On the Republican side, perhaps even a bigger surprise occurred, as John McCain captured enough delegates on March 4 to clinch the nomination, prompting Gov. Mike Huckabee, the last opponent with any chance, to withdraw and support McCain.
Given McCain’s status as almost finished last summer, the importance of New Hampshire is apparent. When told he had no chance because his staff had squandered all of the funds he had amassed, McCain came to New Hampshire, got on a bus or in automobiles, criss-crossed the state and almost single-handedly resuscitated his campaign which went on to win in New Hampshire, a victory even more surprising to me, since I voted for him and rarely have done so for those winning GOP primaries.
Of course, the question for McCain is how he wins in what appears to be a Democratic year? Republicans have been in office for eight years and President Bush is not popular. The country seems to be in a recession, or close to one. Gas prices are over $3 a gallon. There are two wars going on. There is a huge deficit. There is a Democratic Congress. Not a good group of circumstances for a Republican candidate to face.
On the upside, McCain can sit back and watch the Democrats fight, raise money, plan for a celebratory convention with a sure winner, and think about who the most effective vice presidential candidate would be.
McCain’s challenge, however, is to keep his image as an independent thinker who embraces ideas that are not in accord with the right-wing rhetoric of the present Republican Party without alienating the very people he needs to have enthusiastic about his candidacy if he is to retain the base.
These are fascinating political developments in an unconventional year.
More baby boomers were born in 1948 than any other year, if I recall correctly. That means that the high school class of 1966 was the largest, and therefore getting into college that year was more competitive than ever before.

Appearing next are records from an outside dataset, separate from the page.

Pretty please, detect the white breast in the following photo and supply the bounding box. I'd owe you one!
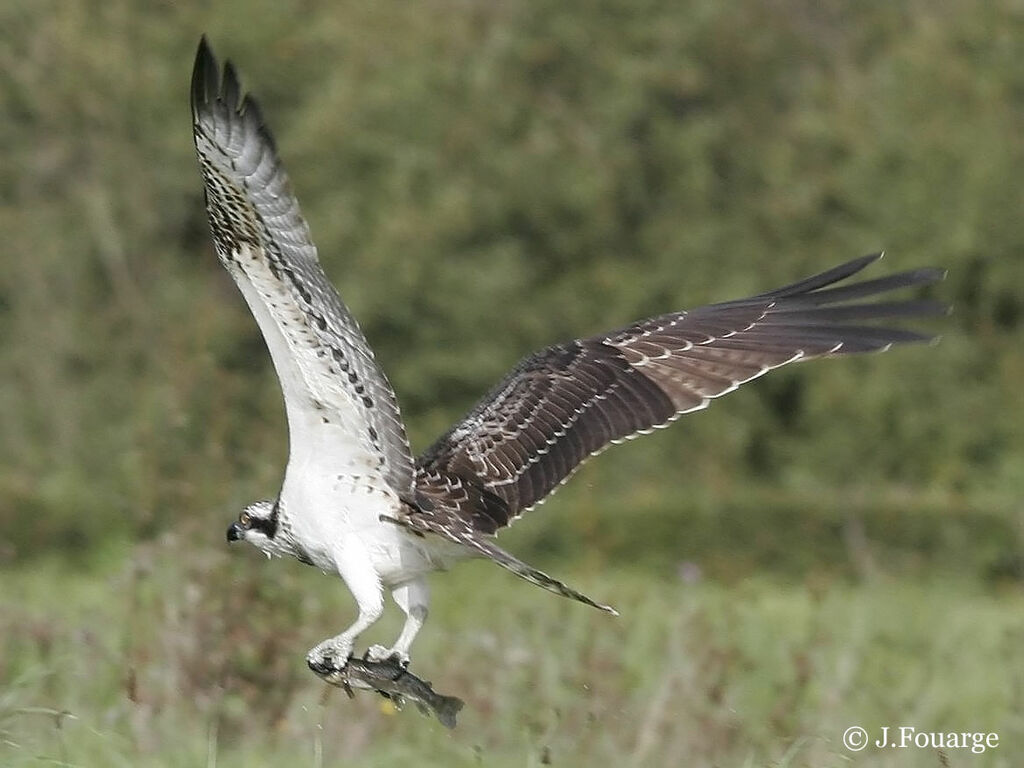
[280,461,457,585]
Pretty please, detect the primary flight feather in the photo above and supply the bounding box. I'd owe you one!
[191,37,944,670]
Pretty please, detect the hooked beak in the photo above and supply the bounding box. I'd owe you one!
[226,522,244,542]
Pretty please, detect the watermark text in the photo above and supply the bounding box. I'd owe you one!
[843,725,999,754]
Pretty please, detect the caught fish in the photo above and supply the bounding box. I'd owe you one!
[309,656,464,729]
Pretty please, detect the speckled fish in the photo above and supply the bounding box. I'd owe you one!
[309,656,464,729]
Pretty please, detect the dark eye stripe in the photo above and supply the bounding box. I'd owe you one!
[249,517,273,536]
[248,499,280,538]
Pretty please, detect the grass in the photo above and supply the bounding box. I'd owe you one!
[3,542,1022,767]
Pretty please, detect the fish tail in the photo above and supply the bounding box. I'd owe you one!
[430,692,465,729]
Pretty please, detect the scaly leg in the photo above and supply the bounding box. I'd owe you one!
[365,577,429,667]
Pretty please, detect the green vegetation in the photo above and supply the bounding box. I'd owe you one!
[1,0,1021,764]
[5,554,1023,767]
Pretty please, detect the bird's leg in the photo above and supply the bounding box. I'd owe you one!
[365,578,429,668]
[306,545,384,672]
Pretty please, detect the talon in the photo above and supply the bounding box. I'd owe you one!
[390,653,410,669]
[364,644,411,668]
[307,637,355,676]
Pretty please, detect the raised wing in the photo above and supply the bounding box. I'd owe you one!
[412,254,944,535]
[191,38,414,496]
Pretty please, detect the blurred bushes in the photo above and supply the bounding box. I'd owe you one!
[0,0,1021,571]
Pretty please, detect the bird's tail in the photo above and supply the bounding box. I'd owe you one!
[471,536,619,615]
[381,510,618,614]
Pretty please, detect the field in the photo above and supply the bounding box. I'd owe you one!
[5,547,1023,767]
[2,0,1023,765]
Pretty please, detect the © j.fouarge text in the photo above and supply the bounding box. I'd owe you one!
[842,725,999,754]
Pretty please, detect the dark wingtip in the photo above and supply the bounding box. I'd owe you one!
[921,267,948,284]
[191,35,219,119]
[869,255,948,288]
[191,37,246,115]
[752,253,882,300]
[191,36,273,150]
[222,60,242,111]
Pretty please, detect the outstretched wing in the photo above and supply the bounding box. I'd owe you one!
[408,254,944,543]
[191,38,414,497]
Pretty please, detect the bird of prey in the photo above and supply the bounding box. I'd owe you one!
[190,37,943,671]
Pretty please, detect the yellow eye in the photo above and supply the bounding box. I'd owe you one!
[240,511,252,527]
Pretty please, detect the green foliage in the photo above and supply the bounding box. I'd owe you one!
[2,0,1021,569]
[3,554,1023,766]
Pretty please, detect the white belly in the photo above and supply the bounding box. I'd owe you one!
[280,469,460,586]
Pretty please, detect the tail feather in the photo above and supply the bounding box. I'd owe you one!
[470,535,619,615]
[382,511,618,615]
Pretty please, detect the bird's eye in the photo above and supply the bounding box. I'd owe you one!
[240,511,252,527]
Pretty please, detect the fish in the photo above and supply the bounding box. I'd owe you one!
[308,656,465,729]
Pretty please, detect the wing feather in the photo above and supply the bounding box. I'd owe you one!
[409,254,944,539]
[191,39,414,496]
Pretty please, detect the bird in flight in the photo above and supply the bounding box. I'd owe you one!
[190,37,944,672]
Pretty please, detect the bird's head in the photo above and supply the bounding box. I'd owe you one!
[226,499,283,557]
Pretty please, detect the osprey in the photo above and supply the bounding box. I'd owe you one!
[191,38,943,671]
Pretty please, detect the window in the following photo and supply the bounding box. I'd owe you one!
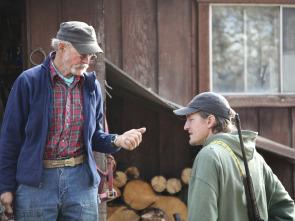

Those who entered college in 1966 and were born in 1948, cannot escape a reality when looking at the calendar. This is 2008. Fast mathematics indicates that the 2008 birthday will be a round number.
Frank Sinatra once sang a song that started, “I reached the age of 40 somewhat sooner than expected … .” Those 1948 boomers undoubtedly will experience the same thought about 60. Increasingly, I have run into people who have been reaching this milestone and having various reactions to it. On the one hand, they indicate that it beats the alternative. On the other, they cannot quite get used to the disconcerting thought of 60 as their age.
I have a number of friends with whom I went to college, including Bruce Bynam, a native of Goffstown and now on the staff of the University of Massachusetts, Ernest Stableford, with whom I grew up and also went to college at UNH and many others who were born in 1948. Each has had a separate and distinct reaction to this year’s birthday.
On March 3, it was my turn. Everyone was gracious, encouraging and tried to persuade me that “60 is the new 40,” or some such thing. There is a grain of truth in that. When I started practicing law in the 1970s, those writing wills after their 65th birthday had to be very careful (not that everyone does not have to be careful) because they might really die. Men now live into their early 80s and women into their mid- and upper 80s, at least actuarially.
Nevertheless, getting to 60 is a sign that the baby boomers no longer are kids and will have serious demographic ramifications for the country, the workforce, Social Security and other things.
All that is interesting, but the number still is disconcerting! Get me my cane!
Brad Cook is a partner in the Manchester law firm of Sheehan Phinney Bass + Green and heads its government relations and estate planning groups.